Pickles is Dead”. It’s said in that mixture of certainty, surprise and awe that children use to describe death.

“I’m sorry to hear that Pickles is dead…Are you alright?”

“I’m alright”. Now he has a different tone : why would you think otherwise? As my mind clicks into wakefulness, I start to wonder that children are perhaps more mature than their parents. Or at least their father anyway.

“What happened?”

“Oh. We were outside playing. And Pickles is Dead.”

“Okay, I’m so sorry, What happened again?”

“Oh. A man came along. He stared at Pickles and now Pickles is dead.”

Now I’m awake. I’m rapidly working through my incomplete list of pets, friends and toys. But to no avail.  Pickles isn’t on any of them. Maybe I should keep some form of shortlist.

Time for a sidestep. His mother should know who Pickles is. But I don’t want to ask for obvious reasons. So I ask Josh what his mother knows. Then maybe he will tell me who Pickles really is. But I’m not ready for the answer I do get.

“Have you told Mummy?”

Yes, she was there.”

“She saw Pickles die.”

“Yes, we both saw him.”

“Did anyone else, like your brothers see him?”

“No, only Mummy and I can see him.”

I’m stunned. This does not make any sense at all. I pause and regroup my thoughts. To gain more time, I rephrase his reply back to him, to keep him talking.

“So, you mean no-one else can see Pickles but you and Mummy.”

“Yes”

Now I don’t know what to make of this at all. I do know that children have vivid imaginations. I know I had one as a child.  And Josh has never lied to me. So I can only trust what he is telling me.

I also know that children see things that adults don’t. But a child that sees something that only he and his mother can see makes no sense at all.

Deep breath now. Time to deal with something more confronting that dealing with Pickle’s demise and my son’s yet to be experienced grief.

“Josh, can I speak to your mother, please”

“Okay”. Pause. “Muuuuuum, Daddy’s on the phone”. I hold the phone out at arm’s length and shield my ears. I wait as the footsteps get closer and closer. I think now it looks like I made the early morning phone call. This has to go well. It doesn’t.

“Hello”. There is no inflection to the voice at all.

Friendly and warm, just like my customer service classes. “Hi, how are you?” Now I’m trying to sell my ex-wife eternal life.

“Fine”.

Lightly, like dealing with a difficult customer. “Josh was telling me that Pickles is dead. Sorry to hear that.”

Nothing, no response at all, but a sharp intake of breath. She doesn’t know that Pickles is dead. But she knows who Pickles is. Otherwise she would have told me off. And then the phone goes dead.
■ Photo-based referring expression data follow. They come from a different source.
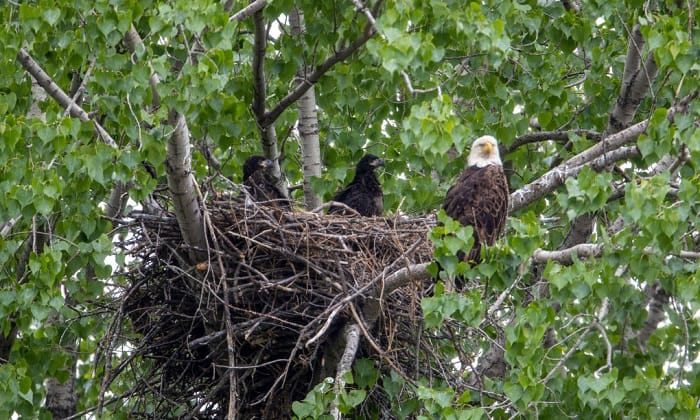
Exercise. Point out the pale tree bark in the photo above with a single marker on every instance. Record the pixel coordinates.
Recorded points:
(61, 399)
(268, 134)
(183, 188)
(308, 123)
Which leaves me to add failed detective to my role of failed father, husband, etc, etc.

The mystery still remains. So I try my second son. I text Josh’s brother. He should know something.

“Hey Johnno, how are you? It’s Dad. Josh told me Pickles is dead. Who is Pickles?”
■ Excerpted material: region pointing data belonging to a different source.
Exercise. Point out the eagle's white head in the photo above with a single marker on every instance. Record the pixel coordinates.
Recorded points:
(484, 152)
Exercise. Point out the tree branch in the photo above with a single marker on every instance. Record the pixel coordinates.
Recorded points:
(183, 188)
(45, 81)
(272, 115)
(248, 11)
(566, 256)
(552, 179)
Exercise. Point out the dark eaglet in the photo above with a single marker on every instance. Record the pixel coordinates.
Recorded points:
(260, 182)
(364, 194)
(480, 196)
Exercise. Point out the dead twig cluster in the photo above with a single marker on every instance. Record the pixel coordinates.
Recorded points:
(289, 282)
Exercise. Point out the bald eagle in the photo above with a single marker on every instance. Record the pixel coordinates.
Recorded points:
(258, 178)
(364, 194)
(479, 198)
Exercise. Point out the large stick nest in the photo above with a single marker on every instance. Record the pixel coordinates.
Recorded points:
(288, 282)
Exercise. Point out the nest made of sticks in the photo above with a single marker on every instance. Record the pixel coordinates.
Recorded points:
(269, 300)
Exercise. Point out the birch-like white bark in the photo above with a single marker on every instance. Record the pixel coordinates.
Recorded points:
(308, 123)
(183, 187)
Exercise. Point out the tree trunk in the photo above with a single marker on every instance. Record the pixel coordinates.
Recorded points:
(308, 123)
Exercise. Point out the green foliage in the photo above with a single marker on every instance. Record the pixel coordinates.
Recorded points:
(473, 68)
Even at this time of morning, he is always on the phone. So the reply comes back almost instantly.

“LOL Dad. No Pickles there is.” So he doesn’t know. But he does know Yoda from Star Wars. I would definitely like some of his wisdom now.

The next week, the same thing repeats itself. The phone rings, I scrabble to answer it and it’s Josh. Again.

“Pickles is dead.”

He is my son, it is early am and I try to stifle my annoyance. But still I say.

“I’m really sorry but he died last week.”

“Oh no, he died yesterday.”

“What are you talking about?” I realise my annoyance is coming through. So I stop and start more slowly. ”What happened?”

“Oh Pickles came back.”

“How did he die this time?” Now I’m really thinking that this is made up despite his Mum knowing who Pickles is. But his answer completely stuns me into silence.

“I saw a big yellow man look at Pickles and then talk to him and then Pickles died.”

“Maybe he went away this time.”

“No he died.” How can children be so certain?

“This is what I think. I think you should tell Pickles to go away and not come back. And tell him to stay away from Mummy.”

And then the conclusion pops into my head. Pickles is her imaginary friend. And Josh can see Pickles. But who is protecting Josh?